WASHINGTON, March 5 (Reuters) - A financial aid package for Ukraine that the U.S. House of Representatives plans to vote on soon will not include funding for the International Monetary Fund, a senior House Republican aide said on Wednesday.
For a year now, the Obama administration has been pushing Congress to approve a shift of some $63 billion from an IMF crisis fund to its general accounts to make good on an international commitment made in 2010.
U.S. failure to approve the funding has held up reforms to the global lender that would double its resources and give more say to emerging markets.
On Tuesday, the U.S. Treasury asked Congress to include the IMF funding measure in legislation that would provide at least $1 billion in loan guarantees to support Ukraine’s economy. It said the reforms would allow crisis-hit countries like Ukraine to borrow more money from the IMF.
U.S. aid to Kiev would go alongside support from the IMF, a lender of last resort to cash-strapped countries that is seen as critical to shoring up Ukraine’s collapsing finances. An IMF team is in Kiev this week to discuss a possible aid program.

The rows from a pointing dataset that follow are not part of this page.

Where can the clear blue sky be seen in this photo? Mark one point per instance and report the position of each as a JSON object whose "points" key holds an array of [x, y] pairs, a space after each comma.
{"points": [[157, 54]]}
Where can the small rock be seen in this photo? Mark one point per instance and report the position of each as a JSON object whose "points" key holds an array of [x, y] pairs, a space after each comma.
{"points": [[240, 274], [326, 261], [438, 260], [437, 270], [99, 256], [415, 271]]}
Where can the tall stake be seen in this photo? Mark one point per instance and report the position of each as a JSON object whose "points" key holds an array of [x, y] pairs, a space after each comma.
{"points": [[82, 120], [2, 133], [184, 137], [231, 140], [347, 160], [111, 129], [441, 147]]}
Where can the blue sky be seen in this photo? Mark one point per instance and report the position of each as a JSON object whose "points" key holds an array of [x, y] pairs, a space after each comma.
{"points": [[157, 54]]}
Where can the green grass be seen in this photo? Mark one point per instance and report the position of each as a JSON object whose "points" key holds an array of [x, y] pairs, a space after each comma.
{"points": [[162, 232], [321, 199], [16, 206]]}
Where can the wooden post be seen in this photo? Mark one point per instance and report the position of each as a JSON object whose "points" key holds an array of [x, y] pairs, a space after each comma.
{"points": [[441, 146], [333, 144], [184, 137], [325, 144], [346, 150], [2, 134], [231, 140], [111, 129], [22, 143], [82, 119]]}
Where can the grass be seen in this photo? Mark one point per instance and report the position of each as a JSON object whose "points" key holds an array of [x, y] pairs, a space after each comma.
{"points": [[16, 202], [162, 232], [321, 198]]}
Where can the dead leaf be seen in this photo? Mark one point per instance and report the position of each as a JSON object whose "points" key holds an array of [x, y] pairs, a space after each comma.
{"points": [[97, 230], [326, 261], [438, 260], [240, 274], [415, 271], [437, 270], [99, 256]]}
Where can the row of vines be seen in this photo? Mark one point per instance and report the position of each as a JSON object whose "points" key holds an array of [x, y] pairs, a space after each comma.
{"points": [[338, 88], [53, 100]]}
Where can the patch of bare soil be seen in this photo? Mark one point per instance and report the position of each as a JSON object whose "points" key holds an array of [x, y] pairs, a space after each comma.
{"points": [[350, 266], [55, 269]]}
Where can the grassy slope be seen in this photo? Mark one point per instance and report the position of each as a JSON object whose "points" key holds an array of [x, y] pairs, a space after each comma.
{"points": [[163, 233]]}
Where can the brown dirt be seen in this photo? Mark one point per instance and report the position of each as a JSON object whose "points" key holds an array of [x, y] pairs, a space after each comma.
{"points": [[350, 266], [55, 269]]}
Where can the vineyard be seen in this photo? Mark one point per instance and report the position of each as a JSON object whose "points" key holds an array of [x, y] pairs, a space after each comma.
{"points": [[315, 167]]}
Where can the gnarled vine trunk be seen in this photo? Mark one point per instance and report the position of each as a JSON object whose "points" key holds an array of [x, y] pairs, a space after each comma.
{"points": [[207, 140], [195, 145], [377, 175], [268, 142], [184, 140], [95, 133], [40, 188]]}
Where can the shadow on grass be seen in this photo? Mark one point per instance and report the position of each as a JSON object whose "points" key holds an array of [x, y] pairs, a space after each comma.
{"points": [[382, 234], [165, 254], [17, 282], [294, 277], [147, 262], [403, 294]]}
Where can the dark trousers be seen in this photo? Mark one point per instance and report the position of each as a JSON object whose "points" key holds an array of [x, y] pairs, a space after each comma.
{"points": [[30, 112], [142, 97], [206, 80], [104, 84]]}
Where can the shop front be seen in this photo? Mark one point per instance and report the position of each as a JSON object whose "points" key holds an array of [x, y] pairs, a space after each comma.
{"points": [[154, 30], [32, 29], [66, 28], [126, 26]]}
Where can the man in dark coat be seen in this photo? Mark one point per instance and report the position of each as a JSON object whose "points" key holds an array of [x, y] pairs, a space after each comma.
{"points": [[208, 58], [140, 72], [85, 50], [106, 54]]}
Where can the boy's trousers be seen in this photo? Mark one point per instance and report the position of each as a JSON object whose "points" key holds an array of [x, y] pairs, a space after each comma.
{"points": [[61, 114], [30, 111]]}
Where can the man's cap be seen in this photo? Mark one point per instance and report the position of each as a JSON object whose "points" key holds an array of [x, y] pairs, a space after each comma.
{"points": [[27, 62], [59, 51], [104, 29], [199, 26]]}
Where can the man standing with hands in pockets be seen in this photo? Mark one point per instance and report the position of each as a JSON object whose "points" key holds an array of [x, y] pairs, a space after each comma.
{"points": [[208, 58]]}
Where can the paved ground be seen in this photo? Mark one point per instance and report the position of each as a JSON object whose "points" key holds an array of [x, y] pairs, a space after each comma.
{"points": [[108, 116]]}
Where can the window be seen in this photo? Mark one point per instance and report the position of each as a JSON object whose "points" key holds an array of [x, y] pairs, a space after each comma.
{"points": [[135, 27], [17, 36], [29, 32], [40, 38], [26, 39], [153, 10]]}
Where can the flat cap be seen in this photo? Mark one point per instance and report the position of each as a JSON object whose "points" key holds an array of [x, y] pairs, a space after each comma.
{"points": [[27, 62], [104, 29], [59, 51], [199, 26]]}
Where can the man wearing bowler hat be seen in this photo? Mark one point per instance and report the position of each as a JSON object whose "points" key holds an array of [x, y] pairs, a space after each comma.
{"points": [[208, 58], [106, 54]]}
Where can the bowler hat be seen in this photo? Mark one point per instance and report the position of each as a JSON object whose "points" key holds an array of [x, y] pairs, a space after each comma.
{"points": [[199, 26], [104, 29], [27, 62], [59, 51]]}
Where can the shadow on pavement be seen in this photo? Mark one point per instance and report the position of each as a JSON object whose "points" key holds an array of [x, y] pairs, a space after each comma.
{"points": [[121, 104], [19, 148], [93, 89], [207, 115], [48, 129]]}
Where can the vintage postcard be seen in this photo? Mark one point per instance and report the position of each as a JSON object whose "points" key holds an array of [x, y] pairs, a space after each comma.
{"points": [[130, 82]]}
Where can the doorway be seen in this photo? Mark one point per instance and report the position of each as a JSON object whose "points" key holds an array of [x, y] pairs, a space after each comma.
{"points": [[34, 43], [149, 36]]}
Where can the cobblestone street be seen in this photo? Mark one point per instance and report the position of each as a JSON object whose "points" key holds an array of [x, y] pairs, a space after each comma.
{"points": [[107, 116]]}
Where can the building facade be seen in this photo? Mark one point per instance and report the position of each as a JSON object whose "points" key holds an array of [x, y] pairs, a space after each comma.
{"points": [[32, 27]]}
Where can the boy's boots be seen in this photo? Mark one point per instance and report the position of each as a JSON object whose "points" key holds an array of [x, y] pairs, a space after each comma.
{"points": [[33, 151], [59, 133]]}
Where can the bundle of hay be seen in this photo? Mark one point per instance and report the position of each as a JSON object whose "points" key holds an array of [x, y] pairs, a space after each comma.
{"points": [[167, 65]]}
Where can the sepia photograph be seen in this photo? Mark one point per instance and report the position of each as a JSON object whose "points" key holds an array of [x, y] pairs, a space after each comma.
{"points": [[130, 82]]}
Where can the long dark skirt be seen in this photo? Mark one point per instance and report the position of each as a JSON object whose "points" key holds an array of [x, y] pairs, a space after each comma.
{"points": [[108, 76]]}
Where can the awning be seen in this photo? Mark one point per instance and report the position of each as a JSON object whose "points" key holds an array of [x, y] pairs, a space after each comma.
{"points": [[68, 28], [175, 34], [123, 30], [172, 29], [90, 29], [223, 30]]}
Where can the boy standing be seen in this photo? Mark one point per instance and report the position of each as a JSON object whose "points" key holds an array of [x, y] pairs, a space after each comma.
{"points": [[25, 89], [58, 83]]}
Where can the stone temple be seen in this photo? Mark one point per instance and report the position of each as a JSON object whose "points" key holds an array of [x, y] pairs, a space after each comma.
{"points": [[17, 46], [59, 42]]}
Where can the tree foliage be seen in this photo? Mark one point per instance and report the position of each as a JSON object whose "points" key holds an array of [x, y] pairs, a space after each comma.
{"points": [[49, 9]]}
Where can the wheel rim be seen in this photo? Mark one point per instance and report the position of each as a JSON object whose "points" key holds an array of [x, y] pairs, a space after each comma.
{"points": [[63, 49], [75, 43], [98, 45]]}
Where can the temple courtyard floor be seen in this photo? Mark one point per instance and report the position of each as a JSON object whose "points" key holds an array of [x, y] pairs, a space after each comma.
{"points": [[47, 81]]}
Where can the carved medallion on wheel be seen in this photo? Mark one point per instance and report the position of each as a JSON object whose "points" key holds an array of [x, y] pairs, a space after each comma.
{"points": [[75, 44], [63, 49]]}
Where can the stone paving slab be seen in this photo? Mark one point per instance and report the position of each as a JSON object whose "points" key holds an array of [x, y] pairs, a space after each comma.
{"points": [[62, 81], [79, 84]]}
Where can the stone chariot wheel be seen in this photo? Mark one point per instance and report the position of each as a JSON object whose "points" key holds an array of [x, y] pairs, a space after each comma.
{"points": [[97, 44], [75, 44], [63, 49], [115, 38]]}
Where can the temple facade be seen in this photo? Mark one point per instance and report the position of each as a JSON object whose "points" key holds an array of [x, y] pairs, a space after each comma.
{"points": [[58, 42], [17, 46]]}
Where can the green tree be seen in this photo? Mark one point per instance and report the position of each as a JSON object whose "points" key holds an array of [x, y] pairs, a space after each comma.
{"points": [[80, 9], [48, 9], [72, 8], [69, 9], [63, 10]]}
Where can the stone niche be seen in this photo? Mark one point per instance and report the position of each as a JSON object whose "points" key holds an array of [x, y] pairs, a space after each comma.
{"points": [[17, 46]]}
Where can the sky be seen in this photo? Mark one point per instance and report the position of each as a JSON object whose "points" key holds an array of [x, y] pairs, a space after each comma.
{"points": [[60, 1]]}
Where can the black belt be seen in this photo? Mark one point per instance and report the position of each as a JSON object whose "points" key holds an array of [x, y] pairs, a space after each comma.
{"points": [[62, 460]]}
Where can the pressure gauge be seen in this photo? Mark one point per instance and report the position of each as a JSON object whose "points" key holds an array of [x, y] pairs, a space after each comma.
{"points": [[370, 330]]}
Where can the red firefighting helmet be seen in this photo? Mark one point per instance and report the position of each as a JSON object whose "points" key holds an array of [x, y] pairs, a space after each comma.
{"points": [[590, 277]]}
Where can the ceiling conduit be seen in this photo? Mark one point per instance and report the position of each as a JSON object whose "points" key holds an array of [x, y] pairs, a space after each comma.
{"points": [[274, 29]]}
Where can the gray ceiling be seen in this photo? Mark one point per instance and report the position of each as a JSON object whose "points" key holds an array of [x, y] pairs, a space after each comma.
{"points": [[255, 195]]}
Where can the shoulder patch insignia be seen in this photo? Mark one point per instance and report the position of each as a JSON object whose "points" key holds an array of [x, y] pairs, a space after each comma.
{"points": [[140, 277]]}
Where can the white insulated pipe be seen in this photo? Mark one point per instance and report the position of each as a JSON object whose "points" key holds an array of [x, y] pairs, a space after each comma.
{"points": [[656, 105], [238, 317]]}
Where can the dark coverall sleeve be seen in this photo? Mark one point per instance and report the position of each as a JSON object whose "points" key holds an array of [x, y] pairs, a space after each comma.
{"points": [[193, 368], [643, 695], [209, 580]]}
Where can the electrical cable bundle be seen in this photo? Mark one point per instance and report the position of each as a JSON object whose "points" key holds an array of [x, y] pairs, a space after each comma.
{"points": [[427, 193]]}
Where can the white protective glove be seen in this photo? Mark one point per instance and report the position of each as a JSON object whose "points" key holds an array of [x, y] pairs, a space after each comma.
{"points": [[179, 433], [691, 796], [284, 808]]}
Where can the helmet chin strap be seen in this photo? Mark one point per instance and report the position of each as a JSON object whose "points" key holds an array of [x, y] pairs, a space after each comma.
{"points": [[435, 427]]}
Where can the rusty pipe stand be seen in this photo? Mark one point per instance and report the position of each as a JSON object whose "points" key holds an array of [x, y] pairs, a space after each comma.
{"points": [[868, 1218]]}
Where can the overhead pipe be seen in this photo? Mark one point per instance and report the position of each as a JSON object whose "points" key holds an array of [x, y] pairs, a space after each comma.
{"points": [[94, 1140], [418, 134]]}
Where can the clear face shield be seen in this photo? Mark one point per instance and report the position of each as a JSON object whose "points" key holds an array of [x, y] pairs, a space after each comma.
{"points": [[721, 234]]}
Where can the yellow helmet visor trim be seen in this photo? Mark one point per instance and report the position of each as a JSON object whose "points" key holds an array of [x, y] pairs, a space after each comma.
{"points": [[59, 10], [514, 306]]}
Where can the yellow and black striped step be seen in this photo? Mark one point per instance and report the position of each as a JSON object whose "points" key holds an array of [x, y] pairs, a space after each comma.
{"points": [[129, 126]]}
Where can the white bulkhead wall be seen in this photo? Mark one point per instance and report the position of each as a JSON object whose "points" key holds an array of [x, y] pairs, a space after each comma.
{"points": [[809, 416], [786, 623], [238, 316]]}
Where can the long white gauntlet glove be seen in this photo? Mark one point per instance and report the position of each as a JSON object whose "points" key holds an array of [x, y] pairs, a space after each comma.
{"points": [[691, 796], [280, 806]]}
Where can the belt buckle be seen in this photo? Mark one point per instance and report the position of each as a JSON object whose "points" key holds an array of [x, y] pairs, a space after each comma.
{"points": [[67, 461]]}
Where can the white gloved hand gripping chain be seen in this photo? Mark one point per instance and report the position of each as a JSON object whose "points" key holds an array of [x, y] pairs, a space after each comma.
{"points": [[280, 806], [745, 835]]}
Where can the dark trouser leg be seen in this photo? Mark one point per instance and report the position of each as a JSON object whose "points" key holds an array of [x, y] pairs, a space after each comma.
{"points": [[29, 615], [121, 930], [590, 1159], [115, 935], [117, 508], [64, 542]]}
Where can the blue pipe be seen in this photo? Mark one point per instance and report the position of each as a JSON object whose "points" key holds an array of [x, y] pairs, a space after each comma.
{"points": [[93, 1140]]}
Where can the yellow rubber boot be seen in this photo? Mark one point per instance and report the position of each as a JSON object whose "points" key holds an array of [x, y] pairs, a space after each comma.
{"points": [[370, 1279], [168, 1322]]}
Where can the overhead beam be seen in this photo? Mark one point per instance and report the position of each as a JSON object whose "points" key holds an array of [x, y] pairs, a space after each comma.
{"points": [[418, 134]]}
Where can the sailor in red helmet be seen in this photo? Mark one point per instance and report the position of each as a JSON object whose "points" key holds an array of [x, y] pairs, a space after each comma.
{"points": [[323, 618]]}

But even as U.S. lawmakers have urged the IMF to support Ukraine, some have questioned broader contributions to the fund. Some House Republicans have raised concerns about the fund’s lending to richer European nations and the possibility of losses on IMF loans.
A Democratic aide in the Senate said that chamber was still deciding whether to include the IMF funding in their version of the Ukraine package, but its absence from any House legislation would dim prospects that it would find its way into a final compromise bill.